Staff: One editor/writer/photographer, one art director/designer, photographer, one staff photographer, one graphic artist, one graphic assistant/proofreader – and whatever writers on staff can be sweet-talked or coerced into contributing. All staff listed have other duties apart from producing Ideation. I, the editor, am director of research communications. My non-Ideation work includes media relations – news releases, pitching and developing stories in local, regional, and national media, responding to media, and writing for other campus media. (I spend roughly 100 percent of my time on non-Ideation duties; the magazine takes care of the other 100 percent.) For the other staff, Ideation is two more jobs each year on top of an already busy schedule and has been produced with no additional staff.

Production time is a life lesson in economics, that is to say, the allocation of scare resources. We are a versatile group and so everybody pitches in at crunch time. Lillian will write a caption. I will lay out a couple of department pages. Cindy runs out to take a photo. Teri keeps it all in some semblance of order. In calmer times, I do what I can to fill in gaps of human resources. I invest an afternoon in dealing with MS Word and Excel files to imbue a sense of order.
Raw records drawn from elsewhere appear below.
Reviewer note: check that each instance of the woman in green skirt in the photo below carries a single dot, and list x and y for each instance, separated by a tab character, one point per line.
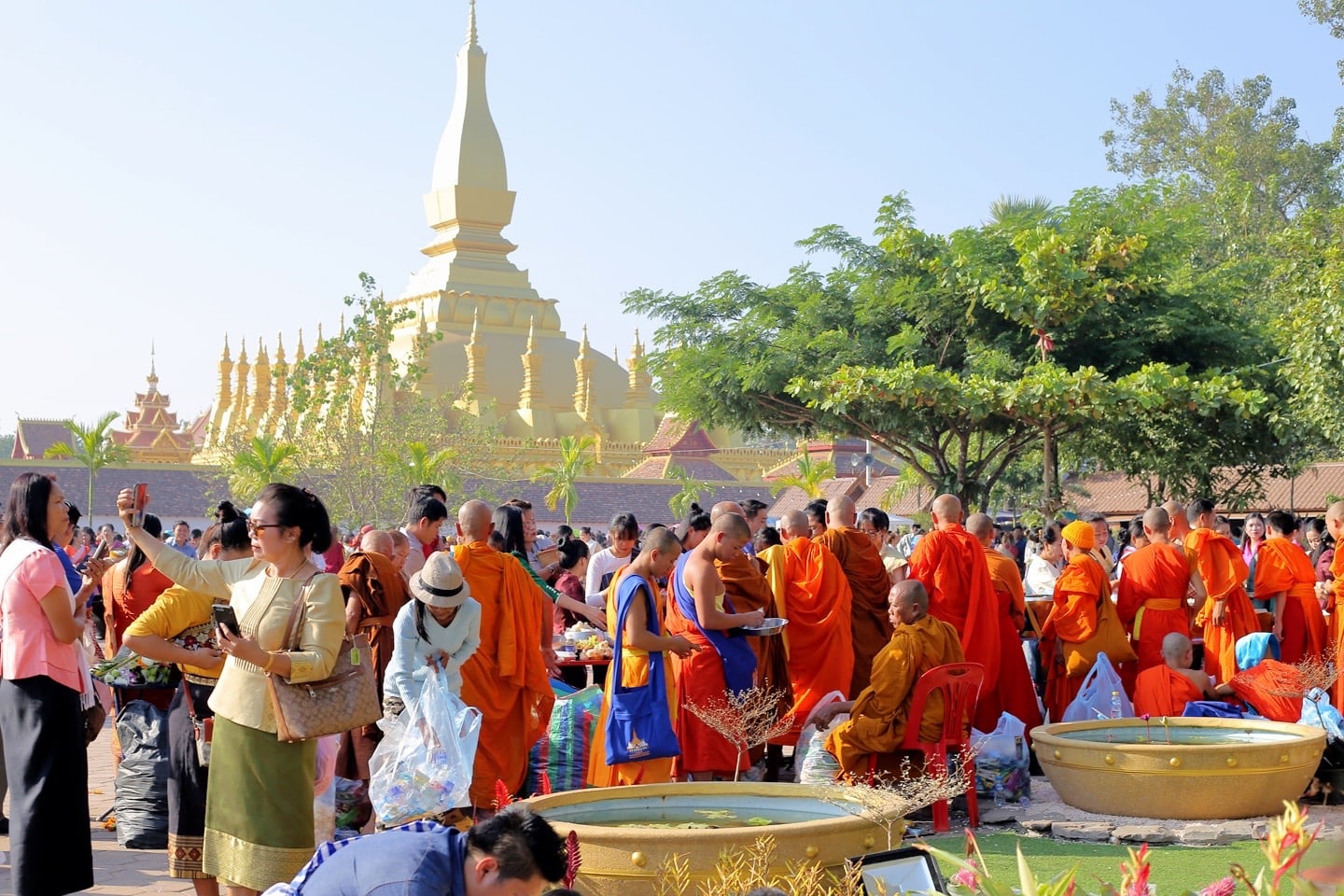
259	797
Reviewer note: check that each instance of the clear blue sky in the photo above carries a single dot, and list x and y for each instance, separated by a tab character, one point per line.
173	171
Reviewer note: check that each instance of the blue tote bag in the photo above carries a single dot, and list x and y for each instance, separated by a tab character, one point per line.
640	723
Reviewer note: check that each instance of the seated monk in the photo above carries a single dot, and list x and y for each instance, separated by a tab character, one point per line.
1166	690
879	716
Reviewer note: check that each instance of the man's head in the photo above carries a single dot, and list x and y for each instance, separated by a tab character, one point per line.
983	528
376	541
475	523
945	511
840	513
876	525
907	602
513	853
1178	651
427	519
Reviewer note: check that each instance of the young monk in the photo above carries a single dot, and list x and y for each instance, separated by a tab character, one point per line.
700	613
636	595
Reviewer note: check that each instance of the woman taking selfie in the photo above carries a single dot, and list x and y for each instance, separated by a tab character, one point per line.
259	797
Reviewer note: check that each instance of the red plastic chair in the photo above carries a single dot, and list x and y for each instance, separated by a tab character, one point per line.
959	685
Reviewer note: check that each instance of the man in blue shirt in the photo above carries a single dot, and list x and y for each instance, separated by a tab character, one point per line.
515	853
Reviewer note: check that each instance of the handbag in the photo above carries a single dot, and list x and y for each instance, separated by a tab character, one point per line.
343	700
640	723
Circulation: 22,000 – 16,000 to 17,000 are mailed

Frequency: Twice a year (Spring and Fall)

Pages per issue: 32, with gusts up to 40

Budget: Ideation exits on air. There is no visible means of support and the magazine has no budget as such. I solicit (and am grateful for) contributions from academic officers to pay for printing and postage. I have commitments for another issue, the fourth – but beyond that, I’ll have to see.
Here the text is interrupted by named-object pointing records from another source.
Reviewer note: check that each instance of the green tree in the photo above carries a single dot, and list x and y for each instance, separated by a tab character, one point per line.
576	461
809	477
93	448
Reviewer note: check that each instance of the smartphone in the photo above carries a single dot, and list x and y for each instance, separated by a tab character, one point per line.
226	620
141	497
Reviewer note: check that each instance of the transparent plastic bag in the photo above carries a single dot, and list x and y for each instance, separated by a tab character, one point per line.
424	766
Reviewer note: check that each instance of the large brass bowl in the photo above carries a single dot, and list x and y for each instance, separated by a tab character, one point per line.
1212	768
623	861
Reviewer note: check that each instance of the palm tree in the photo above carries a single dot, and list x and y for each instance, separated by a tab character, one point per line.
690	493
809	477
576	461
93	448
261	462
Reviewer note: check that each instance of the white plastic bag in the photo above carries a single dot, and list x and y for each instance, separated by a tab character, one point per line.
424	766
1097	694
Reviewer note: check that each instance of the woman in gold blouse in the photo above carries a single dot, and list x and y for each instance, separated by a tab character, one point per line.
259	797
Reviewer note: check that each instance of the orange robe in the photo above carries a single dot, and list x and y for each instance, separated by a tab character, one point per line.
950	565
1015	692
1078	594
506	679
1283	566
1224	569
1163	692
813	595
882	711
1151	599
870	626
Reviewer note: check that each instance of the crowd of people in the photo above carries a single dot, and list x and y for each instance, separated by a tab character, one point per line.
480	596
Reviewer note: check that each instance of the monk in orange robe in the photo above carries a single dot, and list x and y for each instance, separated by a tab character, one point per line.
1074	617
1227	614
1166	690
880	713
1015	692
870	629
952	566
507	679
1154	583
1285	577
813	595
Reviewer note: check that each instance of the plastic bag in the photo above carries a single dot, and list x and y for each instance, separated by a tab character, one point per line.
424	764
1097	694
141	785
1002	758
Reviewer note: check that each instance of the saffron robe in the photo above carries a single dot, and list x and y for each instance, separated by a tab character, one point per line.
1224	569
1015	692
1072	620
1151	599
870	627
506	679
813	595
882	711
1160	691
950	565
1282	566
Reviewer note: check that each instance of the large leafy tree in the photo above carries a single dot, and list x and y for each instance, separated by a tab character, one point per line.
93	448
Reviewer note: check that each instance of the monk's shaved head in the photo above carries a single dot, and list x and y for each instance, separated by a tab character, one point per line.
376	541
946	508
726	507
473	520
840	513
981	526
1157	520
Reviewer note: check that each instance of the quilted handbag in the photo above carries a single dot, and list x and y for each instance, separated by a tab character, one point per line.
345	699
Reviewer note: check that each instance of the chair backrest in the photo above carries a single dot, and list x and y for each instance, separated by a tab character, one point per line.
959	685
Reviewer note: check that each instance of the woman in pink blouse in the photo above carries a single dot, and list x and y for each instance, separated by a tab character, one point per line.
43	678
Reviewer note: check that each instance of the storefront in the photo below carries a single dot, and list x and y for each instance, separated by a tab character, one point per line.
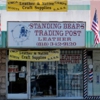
50	69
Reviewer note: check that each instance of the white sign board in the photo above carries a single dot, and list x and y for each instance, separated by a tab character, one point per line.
46	34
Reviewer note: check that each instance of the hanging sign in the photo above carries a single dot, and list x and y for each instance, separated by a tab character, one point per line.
37	5
46	55
46	34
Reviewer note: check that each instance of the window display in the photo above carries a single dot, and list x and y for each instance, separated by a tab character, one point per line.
94	73
43	79
16	77
70	74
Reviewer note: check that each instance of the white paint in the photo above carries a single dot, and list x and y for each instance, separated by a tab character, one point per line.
17	37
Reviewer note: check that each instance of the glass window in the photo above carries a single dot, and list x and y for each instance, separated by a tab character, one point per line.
93	58
43	79
17	82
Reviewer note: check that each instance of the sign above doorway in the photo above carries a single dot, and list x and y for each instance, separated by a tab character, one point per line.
43	55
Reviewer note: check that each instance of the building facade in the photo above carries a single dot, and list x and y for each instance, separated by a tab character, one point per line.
75	71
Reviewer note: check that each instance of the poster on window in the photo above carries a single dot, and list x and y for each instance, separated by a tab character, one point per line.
96	78
70	74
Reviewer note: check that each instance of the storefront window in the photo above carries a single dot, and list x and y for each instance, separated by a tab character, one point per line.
43	79
17	82
70	74
93	58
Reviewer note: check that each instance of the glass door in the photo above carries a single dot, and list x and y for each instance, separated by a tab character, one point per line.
70	74
17	80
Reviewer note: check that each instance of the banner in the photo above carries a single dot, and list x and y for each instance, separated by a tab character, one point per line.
43	55
37	5
46	34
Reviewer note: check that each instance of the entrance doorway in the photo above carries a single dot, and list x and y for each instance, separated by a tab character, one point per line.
17	80
43	79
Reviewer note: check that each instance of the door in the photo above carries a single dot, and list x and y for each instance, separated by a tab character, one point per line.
17	73
70	74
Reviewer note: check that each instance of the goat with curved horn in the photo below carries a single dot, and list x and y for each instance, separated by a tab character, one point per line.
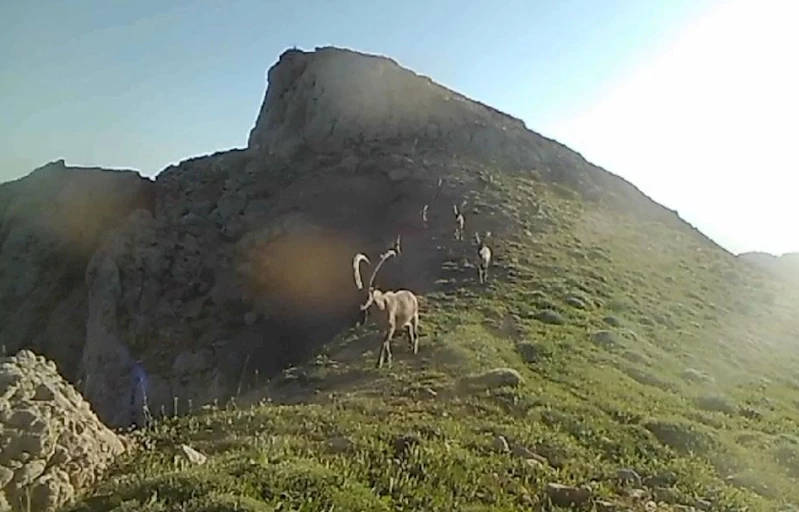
393	309
483	257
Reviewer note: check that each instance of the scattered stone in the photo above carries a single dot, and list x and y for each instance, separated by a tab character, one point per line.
716	403
703	504
193	455
626	475
501	444
491	379
567	496
54	446
605	506
428	393
605	338
662	479
404	443
576	302
339	444
694	375
532	352
549	316
665	494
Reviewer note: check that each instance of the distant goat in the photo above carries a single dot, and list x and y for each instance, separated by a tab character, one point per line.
483	257
426	207
459	220
393	309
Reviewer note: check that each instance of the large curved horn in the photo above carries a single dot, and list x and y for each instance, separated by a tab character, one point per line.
389	253
356	262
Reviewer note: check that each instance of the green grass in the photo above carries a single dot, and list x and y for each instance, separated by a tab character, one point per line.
693	385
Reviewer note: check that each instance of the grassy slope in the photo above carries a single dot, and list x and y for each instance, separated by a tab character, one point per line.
694	386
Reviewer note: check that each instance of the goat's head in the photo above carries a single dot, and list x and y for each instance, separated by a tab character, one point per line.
374	295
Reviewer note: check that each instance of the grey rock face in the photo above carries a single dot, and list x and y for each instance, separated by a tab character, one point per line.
53	445
166	295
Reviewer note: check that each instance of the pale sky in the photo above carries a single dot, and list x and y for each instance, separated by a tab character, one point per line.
693	101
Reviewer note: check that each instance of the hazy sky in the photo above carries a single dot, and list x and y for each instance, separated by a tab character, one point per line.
694	101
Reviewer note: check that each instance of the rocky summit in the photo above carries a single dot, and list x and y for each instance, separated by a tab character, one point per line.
615	358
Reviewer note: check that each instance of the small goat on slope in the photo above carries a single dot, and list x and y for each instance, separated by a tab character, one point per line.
394	309
483	257
459	221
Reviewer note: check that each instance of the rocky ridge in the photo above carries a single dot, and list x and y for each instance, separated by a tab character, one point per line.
231	266
53	446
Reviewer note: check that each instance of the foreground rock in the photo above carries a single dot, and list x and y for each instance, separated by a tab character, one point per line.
53	445
51	222
233	266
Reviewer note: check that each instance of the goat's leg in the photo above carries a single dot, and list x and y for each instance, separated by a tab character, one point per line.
415	329
386	348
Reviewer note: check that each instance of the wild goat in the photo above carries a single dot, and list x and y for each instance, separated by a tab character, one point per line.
396	246
459	221
483	257
426	207
394	309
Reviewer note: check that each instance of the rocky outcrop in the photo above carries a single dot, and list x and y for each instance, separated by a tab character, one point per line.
170	294
51	443
51	222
Cost per issue: $13,295, unit cost: $.60.

Economies: Even in using a web press, it makes sense to think about a magazine in terms of 16-pages signatures – therefore, 32 pages is the “standard” Ideation. We did a 40 pager only after bidding it out at 32 pages and getting assurances from the winning bidder that we could afford it and we could afford it ONLY because we had a little carryover from a previous issue that escaped notice of the bean-counters. We also know that nothing drives up the cost like a cover printed on different-weight stock, so we always self-cover. We ask questions about “house” paper stocks and are always happy to save money for the college and Commonwealth by opting for a good house sheet.
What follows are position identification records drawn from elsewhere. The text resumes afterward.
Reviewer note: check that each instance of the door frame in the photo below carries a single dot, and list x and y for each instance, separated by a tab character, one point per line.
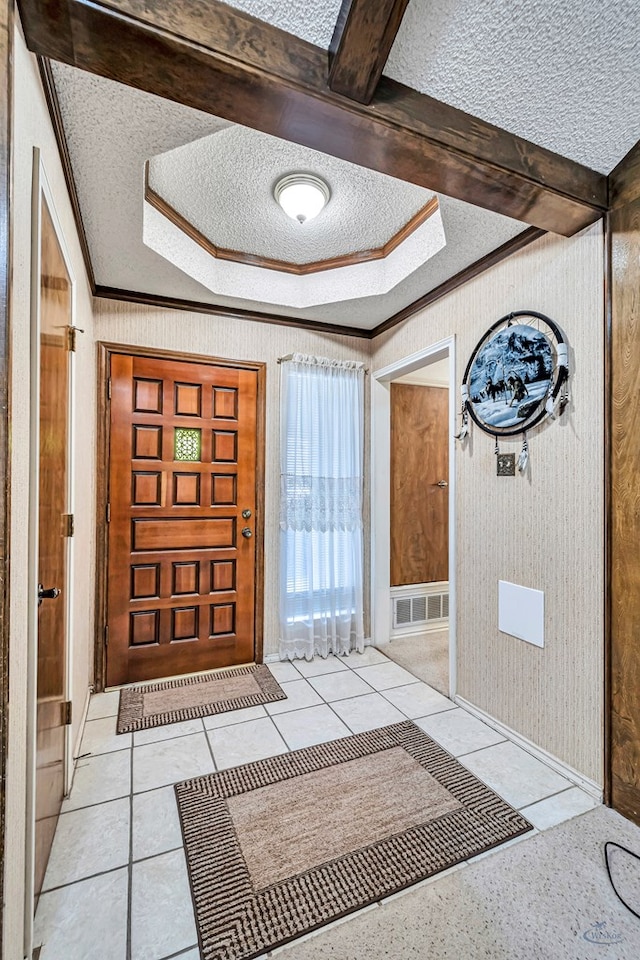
381	488
41	191
105	351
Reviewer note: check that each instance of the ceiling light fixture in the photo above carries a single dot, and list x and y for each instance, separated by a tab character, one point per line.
302	195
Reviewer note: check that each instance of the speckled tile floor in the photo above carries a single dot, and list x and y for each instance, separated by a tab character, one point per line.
116	887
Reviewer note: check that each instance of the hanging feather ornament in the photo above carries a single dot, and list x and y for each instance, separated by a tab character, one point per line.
523	459
464	414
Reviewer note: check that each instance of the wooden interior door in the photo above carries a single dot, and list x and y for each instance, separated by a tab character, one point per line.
419	484
55	318
182	517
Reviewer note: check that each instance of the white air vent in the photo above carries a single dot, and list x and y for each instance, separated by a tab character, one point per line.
419	608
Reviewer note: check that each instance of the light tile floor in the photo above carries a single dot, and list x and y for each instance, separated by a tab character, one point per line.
116	886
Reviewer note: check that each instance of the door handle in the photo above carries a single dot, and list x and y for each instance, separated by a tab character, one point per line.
49	594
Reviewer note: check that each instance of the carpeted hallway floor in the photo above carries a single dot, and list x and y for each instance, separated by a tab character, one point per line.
425	655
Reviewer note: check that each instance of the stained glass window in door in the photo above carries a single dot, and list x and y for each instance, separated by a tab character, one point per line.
187	444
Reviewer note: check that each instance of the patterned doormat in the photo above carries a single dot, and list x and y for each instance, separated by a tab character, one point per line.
281	846
188	698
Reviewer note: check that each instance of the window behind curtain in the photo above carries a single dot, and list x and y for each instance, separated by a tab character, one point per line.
322	426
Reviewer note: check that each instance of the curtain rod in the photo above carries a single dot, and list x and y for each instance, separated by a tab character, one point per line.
289	356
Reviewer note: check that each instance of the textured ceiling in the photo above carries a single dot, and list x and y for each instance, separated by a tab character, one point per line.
561	73
564	74
313	22
223	185
112	130
335	286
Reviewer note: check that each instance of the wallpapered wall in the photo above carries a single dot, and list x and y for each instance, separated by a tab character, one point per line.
229	338
32	128
544	530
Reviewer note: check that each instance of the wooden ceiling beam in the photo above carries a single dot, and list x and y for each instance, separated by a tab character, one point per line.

Cost for mailing: We can mail a copy to more than 16,000 of the college’s stakeholders for around 90 cents each. This includes printing/postage/handling. Also includes purging of duplicates from the 18 Excel files that we use to make the list. Self-covered text weight format reduces mailing costs. Also, the time spent in compiling and parsing Excel lists of recipients pays off in lower mailing costs, because the more work done for the Post Office, the less you are charged.

Response/results: Please understand the issue enclosed is only the third Ideation produced. I believe through story selection and careful development and execution of concepts, we’ve done a good job of meeting our goals centering around what to depict. For instance, people love bird stories and I’ve managed to have one in each issue so far. I’ve also made a point to emphasize projects that involve undergraduate researchers, as well.

Is it working? Results are building, but the response has been good. Since we began the magazine, undergraduate admission has recorded two back-to-back record years of applications. How much credit should go to the magazine? Who knows? Ideation is not really devoted to alumni affairs or fundraising, but alumni (particularly major donors) are enthusiastic – they write and send e-mail saying so. Even so, Ideation production continues to be a juggling act and we’re not sure how long we can keep the balls in the air.